An integrated framework to measure the energy consumption of a parallel application on a computational grid

D.B Srinivas†, Puneeth R.P††, Rajan M.A†††, Sanjay. H.A††††

†Nitte Meenakshi Institute of Technology, Bangalore,India
††Nitte Meenakshi Institute of Technology, Bangalore,India
†††Tata Consultancy Services, Bangalore,India
††††Nitte Meenakshi Institute of Technology, Bangalore,India

Summary
Grid computing is the forerunner for deploying high performance scientific parallel applications. Execution of parallel application on computational grids generally consumes enormous amount of energy. Energy requirements for computation grids are increasing in nonlinear fashion due to massive digitization of the physical world. As a result of this Capital Expenditure (CAPEX) and Operational Expenditure (OPEX) of computational grid requirements are also increasing. One way to reduce this is to minimize the energy consumption. To envisage this, it is essential to understand the energy consumption by parallel applications. As part of this work, we proposed a novel energy measurement framework based on software approach for parallel applications. Further we validate the framework for measuring energy consumption of a parallel Message Passing Interface (MPI) application on a computational grid with varying workloads.

Key words: computational grid, parallel application, energy, clock cycles.

1. Introduction
Computational grid is composed of a set of heterogeneous nodes that are spatially distributed for parallel applications.
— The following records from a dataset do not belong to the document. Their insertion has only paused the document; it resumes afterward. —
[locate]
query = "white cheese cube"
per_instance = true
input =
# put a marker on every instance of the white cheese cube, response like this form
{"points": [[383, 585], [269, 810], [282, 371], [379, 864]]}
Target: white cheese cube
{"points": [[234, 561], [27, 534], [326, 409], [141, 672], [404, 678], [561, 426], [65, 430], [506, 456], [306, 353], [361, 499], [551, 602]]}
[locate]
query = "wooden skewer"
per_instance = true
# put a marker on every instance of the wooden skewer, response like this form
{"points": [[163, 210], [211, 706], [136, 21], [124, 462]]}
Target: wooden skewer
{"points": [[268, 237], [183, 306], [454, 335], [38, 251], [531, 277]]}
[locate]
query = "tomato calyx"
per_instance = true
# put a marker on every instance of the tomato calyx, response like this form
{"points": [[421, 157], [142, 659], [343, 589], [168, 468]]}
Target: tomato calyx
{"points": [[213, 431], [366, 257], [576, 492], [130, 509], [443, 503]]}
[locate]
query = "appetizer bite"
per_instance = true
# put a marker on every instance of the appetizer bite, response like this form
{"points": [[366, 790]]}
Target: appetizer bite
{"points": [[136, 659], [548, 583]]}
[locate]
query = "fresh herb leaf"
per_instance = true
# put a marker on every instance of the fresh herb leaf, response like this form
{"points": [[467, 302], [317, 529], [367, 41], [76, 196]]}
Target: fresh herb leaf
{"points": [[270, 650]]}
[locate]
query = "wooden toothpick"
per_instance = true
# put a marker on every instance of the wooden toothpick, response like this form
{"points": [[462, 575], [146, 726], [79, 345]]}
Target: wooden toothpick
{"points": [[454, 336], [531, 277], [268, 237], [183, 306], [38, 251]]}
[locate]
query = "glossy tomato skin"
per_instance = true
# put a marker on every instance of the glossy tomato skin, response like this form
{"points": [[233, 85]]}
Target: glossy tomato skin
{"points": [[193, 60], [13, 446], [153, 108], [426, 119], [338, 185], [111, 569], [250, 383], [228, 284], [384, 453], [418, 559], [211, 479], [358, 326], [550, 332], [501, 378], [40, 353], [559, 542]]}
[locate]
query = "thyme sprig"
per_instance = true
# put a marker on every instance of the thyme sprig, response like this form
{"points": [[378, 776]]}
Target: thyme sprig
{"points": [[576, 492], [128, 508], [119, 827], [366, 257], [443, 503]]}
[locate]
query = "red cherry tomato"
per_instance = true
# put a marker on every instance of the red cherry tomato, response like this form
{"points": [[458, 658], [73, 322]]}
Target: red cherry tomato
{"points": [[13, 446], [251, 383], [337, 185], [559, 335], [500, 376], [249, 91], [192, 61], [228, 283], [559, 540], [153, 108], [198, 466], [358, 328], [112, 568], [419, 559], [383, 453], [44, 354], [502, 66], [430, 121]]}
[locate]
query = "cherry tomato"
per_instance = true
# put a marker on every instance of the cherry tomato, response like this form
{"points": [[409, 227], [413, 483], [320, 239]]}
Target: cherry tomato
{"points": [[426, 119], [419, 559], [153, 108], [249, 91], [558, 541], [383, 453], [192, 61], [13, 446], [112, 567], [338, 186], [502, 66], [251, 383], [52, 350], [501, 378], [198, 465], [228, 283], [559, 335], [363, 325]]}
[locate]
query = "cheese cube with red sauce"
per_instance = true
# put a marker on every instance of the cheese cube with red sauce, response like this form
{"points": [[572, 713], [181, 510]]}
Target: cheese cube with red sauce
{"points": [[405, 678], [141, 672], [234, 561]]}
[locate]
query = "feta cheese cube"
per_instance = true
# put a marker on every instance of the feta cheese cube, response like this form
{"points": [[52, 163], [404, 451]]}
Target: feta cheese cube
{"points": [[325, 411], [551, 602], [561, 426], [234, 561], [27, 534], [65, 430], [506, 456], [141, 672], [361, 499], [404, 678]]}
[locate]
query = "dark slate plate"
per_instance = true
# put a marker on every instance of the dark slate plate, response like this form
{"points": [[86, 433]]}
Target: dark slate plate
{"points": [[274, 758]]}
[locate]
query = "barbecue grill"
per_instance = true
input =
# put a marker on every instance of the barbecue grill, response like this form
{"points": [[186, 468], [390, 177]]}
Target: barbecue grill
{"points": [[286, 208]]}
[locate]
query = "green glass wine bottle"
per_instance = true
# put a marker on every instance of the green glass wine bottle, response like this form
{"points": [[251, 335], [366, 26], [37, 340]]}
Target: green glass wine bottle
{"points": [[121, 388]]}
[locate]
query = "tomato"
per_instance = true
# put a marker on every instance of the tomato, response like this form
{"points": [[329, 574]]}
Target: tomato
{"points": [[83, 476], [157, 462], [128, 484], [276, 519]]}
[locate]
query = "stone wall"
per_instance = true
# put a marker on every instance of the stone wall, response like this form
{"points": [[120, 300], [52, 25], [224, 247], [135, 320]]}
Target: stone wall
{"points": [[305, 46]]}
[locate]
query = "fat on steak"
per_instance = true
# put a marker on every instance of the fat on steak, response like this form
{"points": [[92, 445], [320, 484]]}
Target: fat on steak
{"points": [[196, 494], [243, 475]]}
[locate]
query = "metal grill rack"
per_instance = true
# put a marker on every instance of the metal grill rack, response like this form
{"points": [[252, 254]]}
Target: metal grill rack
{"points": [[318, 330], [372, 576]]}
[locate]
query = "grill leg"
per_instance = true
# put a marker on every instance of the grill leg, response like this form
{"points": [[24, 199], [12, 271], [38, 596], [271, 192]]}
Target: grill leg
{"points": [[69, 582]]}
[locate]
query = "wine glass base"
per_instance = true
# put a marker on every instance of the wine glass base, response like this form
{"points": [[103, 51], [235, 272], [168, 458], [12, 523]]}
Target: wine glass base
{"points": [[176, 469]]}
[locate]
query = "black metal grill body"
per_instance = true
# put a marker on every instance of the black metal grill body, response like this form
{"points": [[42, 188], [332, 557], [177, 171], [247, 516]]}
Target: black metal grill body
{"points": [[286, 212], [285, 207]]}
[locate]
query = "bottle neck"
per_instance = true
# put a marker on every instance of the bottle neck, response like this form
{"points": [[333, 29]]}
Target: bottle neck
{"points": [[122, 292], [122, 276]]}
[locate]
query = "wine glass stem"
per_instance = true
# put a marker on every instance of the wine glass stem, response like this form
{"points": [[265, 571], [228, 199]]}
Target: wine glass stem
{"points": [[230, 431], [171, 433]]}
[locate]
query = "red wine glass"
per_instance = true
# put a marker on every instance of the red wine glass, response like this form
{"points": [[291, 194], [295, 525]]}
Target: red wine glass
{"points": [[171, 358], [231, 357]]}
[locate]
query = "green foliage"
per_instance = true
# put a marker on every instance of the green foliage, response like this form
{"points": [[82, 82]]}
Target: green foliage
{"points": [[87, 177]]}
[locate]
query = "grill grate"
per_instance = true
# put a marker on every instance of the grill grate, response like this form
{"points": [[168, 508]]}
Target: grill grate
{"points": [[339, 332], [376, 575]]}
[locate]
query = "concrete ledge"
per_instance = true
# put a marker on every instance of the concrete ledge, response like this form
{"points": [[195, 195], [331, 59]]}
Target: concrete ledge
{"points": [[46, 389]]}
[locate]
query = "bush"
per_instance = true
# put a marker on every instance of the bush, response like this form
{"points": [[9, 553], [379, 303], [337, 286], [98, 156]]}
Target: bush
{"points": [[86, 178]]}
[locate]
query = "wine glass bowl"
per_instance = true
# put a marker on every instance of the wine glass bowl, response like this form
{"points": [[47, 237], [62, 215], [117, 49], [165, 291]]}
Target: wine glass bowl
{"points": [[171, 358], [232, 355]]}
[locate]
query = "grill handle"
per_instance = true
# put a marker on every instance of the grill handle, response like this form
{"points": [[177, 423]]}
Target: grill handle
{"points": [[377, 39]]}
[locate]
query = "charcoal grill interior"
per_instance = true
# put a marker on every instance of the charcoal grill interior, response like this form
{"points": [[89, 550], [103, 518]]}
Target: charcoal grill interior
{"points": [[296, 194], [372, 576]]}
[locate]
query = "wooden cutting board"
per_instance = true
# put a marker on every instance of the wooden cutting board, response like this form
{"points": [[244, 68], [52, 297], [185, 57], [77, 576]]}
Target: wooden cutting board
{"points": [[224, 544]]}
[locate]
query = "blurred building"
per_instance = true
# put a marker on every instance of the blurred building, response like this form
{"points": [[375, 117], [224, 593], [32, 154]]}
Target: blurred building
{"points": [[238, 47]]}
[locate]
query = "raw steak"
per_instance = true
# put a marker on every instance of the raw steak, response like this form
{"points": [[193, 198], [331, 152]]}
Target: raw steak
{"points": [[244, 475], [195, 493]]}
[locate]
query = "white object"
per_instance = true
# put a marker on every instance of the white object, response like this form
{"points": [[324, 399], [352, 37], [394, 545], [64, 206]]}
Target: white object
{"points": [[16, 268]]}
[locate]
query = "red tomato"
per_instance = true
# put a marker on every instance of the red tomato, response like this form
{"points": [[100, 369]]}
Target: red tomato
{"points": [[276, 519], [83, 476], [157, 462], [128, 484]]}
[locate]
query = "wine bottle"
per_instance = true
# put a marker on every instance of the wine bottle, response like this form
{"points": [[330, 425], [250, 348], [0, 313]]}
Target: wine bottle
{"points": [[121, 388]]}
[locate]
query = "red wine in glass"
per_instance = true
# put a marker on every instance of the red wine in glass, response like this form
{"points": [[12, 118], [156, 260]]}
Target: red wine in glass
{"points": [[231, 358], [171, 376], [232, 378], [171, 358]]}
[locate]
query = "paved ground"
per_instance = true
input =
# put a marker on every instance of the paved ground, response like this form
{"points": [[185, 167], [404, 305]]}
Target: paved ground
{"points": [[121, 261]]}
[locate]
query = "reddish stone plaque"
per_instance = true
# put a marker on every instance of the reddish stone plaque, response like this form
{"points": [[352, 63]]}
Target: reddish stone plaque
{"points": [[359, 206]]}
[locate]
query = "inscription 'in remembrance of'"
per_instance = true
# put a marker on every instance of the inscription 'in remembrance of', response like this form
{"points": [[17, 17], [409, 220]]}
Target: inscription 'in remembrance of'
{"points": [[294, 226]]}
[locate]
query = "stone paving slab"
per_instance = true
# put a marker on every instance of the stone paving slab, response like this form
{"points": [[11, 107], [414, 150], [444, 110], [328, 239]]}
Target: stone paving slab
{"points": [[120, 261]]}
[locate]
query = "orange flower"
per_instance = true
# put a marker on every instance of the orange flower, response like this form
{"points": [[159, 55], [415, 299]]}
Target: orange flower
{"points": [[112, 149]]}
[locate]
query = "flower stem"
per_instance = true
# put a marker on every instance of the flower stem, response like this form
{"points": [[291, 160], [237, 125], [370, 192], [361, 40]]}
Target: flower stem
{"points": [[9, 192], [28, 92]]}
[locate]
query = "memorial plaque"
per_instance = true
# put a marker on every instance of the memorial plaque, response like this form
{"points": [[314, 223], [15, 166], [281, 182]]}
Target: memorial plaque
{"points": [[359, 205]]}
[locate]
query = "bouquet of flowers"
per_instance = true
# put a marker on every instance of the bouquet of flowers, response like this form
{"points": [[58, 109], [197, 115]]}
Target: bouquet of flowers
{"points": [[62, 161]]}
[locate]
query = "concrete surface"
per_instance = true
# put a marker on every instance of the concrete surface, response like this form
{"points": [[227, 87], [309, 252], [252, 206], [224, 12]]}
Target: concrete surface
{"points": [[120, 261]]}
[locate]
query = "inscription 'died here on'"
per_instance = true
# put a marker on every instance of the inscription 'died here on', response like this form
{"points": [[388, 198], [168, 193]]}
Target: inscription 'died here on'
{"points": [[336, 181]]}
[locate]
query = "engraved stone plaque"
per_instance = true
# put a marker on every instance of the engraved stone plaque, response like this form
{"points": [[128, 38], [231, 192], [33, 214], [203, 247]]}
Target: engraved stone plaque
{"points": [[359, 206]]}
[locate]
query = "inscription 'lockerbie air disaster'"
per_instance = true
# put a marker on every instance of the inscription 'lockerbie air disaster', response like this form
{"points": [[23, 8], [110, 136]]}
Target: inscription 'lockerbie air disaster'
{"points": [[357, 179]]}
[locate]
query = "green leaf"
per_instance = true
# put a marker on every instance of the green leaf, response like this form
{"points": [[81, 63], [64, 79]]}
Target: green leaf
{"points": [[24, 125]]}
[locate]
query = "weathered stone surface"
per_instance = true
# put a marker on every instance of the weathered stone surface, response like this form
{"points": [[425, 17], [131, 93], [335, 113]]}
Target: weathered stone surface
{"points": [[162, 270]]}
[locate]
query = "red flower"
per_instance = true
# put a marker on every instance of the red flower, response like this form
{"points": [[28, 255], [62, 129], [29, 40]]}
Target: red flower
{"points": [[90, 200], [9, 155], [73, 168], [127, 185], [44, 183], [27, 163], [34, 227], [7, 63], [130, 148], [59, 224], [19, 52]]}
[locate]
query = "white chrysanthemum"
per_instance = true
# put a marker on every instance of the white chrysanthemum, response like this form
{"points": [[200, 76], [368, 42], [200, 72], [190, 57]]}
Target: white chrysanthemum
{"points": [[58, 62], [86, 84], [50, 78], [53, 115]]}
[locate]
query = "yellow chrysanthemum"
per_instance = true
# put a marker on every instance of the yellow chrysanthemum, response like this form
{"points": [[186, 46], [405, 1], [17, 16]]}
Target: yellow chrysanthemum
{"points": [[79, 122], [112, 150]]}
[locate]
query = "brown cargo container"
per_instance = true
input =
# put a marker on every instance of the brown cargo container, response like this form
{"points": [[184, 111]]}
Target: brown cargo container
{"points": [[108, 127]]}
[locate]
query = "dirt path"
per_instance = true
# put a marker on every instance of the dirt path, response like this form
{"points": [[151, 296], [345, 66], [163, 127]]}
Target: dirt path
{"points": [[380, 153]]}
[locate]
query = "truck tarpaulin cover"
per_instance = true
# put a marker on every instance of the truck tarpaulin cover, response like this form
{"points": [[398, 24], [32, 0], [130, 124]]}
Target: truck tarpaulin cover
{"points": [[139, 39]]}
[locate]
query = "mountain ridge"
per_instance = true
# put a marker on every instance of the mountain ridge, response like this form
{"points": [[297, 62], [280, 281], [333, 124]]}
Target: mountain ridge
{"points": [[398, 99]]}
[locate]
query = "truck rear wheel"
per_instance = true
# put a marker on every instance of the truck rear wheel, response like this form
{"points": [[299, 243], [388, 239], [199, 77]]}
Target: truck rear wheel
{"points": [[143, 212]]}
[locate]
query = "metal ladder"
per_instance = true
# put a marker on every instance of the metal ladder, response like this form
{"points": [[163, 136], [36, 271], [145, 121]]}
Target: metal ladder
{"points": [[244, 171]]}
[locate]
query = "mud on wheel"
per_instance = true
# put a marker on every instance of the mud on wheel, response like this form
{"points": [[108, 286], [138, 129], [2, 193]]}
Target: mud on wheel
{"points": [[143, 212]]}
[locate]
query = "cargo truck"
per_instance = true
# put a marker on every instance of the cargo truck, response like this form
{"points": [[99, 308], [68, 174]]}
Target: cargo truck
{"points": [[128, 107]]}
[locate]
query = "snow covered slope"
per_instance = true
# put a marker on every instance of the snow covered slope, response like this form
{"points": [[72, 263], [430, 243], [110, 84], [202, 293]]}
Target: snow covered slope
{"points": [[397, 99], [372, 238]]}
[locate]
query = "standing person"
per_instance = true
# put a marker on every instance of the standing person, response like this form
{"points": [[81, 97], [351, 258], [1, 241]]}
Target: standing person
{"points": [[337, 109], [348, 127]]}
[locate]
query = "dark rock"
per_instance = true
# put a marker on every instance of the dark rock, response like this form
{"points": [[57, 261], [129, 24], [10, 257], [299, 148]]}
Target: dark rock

Hence grid computing is an attractive domain for High Performance Computing (HPC) applications. In recent years, new computationally intensive scientific applications are becoming more and more prominent [1]. Due to the technological advancements in Information Communication Technologies (ICT), people around the world are increasingly using digital applications for their day-to-day activities. To support this, telecom operators are building large data centers that are interconnected across the world using computational grids. Further it is estimated that Internet users are demanding high bandwidth and which is growing at a rate faster than that of processor speed. Therefore to enable this, the best way is to interconnect the high speed computing nodes to Internet in an efficient manner [2]. From these requirements, it is evident that grid computing is a good paradigm to enable an efficient way of managing large data centers to enhance users’ digital experience. To accomplish this, large number of parallel applications are running on computational grids.
To run parallel applications, computational grids demand high energy. Further, some of the major consumers of these grids are high-demanding scientific parallel applications (weather forecasting, genome, social networks, etc) and large data centers (for telecom applications, wherein high virtualization is required). Parallel applications demand high availability of the grids. Consequently grids draw high energy continuously till the completion of a job and thus incur huge OPEX cost to maintain grid. This is evident from the following facts. According to 2007 EPA report, U.S. data centers alone consumed 61 billion kWh in 2006; which is enough energy needed to power 5.8 million average households. To add to the worries, it is estimated that IT industry energy consumption is projected to grow exponentially in coming years. Major chunk of energy consumption in IT industry is due to their large data centers setup and they consume most of their power budget. Thus reducing data center energy consumption is a major issue in the IT industry at present and in future. Further, in 1998, heat loads for dense rack-mount servers hovered around 5000W per rack and by 2006 it increased to 32,000 W per rack [3]. From these observations, it is evident that optimizing energy consumption is very important. In general this can be achieved in two ways: (i) Designing energy-efficient grid processors. (ii) Minimizing the energy leakages (due to underutilization of grid, improper scheduling etc.).
The former approach is feasible for new data centers. For existing data centers the latter approach is preferred. To determine energy leakages, energy consumption needs to be measured. In this article, we work towards understanding energy consumption of a parallel application on a computational grid. In general energy consumption depends on the following parameters.
1) Supply voltage: Variation in supply voltage leads to large fluctuations in energy usage. (2) Temperature: Though in general temperature effect is considered negligible, it becomes a significant factor for high performance parallel applications. (3) Electrical specifications: Components with different specifications in
a system and their usage characteristics causes reasonable amount of variations in energy consumption. (4) Frequency: The goal of modern processors is to deliver good performance by keeping energy consumption within reasonable limits. In general, application performance is directly proportional to processor frequency. Operating processor at high frequency affects health of the processor: such as lifetime of a processor; reliability of the processor etc. Hence, as a result of this, it incurs additional CAPEX to manage a computational grid. Accordingly, there are techniques wherein energy consumption of an application can be reduced without performance penalty by operating a processor at an optimal frequency. Therefore by configuring the above parameters suitably significant amount of energy consumption can be reduced.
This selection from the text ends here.